Ahmed Hulusi = Biz onu ancak süresi belirlenmiş bir ömür dolayısıyla geciktiriyoruz.
Ahmet Tekin = Biz o günü geciktirmeyiz, yalnızca belirlenmiş vaktinin, saatinin dolmasını bekleriz.
Ahmet Varol = Biz onu sadece belli bir süreye kadar geciktiririz.
Ali Bulaç = Biz onu sayılı bir sürenin (ecelin) dışında ertelemeyiz.
Ali Fikri Yavuz = Biz, o kıyamet gününü ancak sayılı bir müddet için geriye bırakıyoruz.

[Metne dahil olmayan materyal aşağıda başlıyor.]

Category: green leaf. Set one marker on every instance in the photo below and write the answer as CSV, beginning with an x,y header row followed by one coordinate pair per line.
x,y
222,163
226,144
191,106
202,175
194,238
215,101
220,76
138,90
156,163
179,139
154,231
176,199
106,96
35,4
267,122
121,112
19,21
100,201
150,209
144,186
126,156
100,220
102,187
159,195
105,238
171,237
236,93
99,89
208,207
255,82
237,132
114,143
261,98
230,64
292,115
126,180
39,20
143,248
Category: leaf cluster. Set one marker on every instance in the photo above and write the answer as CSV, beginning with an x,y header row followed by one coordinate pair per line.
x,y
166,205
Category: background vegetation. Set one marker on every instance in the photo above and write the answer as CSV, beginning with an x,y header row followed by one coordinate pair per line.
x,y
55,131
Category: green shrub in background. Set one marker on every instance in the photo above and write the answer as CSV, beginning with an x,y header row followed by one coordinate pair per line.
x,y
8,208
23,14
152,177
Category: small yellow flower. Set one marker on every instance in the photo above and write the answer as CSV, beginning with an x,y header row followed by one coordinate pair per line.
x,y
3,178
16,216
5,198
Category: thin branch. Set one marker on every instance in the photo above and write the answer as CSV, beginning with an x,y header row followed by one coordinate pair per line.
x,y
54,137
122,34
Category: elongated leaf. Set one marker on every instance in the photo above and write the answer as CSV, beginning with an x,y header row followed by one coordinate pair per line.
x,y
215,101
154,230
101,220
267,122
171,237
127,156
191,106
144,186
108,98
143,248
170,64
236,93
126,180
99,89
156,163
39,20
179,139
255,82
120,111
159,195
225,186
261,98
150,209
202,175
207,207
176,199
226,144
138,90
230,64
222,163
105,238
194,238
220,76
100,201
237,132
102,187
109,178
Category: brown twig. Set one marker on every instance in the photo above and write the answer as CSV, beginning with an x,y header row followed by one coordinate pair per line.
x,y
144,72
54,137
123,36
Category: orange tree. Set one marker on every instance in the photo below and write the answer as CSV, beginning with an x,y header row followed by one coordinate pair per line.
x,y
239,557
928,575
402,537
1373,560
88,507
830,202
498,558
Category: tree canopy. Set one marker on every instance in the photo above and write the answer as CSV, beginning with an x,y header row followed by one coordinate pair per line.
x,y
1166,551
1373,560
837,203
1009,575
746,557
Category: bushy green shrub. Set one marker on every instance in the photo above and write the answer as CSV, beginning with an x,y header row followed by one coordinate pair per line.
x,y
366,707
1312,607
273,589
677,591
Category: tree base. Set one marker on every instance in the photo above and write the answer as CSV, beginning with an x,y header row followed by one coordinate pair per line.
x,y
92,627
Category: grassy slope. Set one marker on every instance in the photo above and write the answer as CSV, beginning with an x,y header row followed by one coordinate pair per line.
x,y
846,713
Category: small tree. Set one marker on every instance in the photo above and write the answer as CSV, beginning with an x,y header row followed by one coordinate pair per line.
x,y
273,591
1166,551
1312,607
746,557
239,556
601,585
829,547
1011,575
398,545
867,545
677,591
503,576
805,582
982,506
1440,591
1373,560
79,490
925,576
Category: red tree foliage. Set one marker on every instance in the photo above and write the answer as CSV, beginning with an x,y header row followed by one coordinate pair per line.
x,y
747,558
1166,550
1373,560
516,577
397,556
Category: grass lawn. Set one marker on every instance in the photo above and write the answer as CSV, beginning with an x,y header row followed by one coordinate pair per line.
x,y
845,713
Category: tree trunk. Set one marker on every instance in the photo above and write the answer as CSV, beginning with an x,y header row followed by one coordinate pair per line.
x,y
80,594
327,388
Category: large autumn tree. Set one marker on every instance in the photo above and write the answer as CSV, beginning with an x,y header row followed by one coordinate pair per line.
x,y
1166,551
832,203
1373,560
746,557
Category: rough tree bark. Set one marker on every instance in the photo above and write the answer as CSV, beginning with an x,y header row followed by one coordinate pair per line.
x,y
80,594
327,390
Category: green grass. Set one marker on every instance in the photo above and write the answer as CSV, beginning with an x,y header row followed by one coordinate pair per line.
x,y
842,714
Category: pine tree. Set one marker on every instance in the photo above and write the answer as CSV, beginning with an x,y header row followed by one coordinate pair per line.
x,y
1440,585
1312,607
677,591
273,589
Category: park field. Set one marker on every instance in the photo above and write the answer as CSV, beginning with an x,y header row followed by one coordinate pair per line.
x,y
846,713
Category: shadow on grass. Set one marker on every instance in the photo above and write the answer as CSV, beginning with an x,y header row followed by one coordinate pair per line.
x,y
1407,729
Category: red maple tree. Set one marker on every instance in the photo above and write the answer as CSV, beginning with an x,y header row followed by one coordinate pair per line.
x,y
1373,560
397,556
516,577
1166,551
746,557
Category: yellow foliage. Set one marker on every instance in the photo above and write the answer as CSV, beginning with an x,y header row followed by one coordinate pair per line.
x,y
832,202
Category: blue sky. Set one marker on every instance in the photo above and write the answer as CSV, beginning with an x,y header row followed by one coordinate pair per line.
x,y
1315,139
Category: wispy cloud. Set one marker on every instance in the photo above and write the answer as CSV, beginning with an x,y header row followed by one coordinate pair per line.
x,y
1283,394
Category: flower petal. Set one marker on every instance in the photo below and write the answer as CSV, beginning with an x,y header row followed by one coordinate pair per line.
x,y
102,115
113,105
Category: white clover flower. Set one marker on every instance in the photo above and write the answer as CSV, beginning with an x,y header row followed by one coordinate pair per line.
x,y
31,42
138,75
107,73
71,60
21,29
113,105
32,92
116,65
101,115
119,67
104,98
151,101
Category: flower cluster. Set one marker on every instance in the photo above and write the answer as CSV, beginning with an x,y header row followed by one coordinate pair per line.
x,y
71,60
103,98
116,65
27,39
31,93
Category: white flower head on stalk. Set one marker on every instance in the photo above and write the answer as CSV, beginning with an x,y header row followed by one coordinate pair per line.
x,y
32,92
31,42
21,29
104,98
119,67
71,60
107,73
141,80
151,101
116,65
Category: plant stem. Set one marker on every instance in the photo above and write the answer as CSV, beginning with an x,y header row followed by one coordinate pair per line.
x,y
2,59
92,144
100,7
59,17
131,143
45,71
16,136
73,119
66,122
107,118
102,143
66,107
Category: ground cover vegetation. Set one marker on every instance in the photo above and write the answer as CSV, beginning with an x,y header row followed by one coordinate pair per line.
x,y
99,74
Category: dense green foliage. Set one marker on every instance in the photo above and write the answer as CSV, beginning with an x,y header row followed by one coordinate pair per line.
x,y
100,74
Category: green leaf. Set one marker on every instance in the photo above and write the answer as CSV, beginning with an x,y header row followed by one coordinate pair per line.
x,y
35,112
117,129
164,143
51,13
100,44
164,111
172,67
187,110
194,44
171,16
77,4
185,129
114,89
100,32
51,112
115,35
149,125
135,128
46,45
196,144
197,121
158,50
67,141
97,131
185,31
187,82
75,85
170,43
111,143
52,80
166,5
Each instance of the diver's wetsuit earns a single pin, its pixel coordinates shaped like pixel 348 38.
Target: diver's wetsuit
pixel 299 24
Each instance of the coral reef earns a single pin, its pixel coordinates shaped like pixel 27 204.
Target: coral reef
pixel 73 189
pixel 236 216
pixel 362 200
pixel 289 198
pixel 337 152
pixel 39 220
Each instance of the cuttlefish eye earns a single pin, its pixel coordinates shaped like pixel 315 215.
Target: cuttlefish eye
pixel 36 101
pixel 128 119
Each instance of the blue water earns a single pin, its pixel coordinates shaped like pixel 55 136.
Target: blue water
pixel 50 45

Ali Ünal = Biz onu, tarafımızdan takdir buyurulmuş kesin ve miktarı belli bir sürenin sonrasına tehir edecek değiliz.
Bayraktar Bayraklı = Biz kıyamet gününü sadece sayılı bir müddete kadar bekletiriz.
Bekir Sadak = Biz, o gunu, ancak belli bir sureye kadar geciktiririz.
Celal Yıldırım = O günü ancak belli bir vakte kadar geciktiririz.
Cemal Külünkoğlu = Ve biz o günün gelip çatmasını, ancak (insanların imtihanı için) sayılı bir müddete kadar erteleriz.
Diyanet İşleri (eski) = Biz, o günü, ancak belli bir süreye kadar geciktiririz.
Diyanet Vakfi = Biz onu (kıyamet gününü) sadece sayılı bir müddete kadar bekletiriz.
Edip Yüksel = Onu ancak sayılı bir süre için erteliyoruz.
Elmalılı Hamdi Yazır = Ve biz onu ancak sayılı bir ecel için te'hir ediyoruz.
Elmalılı (sadeleştirilmiş) = Biz, onu ancak belirli bir süre için geciktiriyoruz.
Elmalılı (sadeleştirilmiş-2) = Biz onu sadece belli bir süreye kadar geciktiriyoruz.
Gültekin Onan = Biz onu sayılı bir ecelin dışında ertelemeyiz.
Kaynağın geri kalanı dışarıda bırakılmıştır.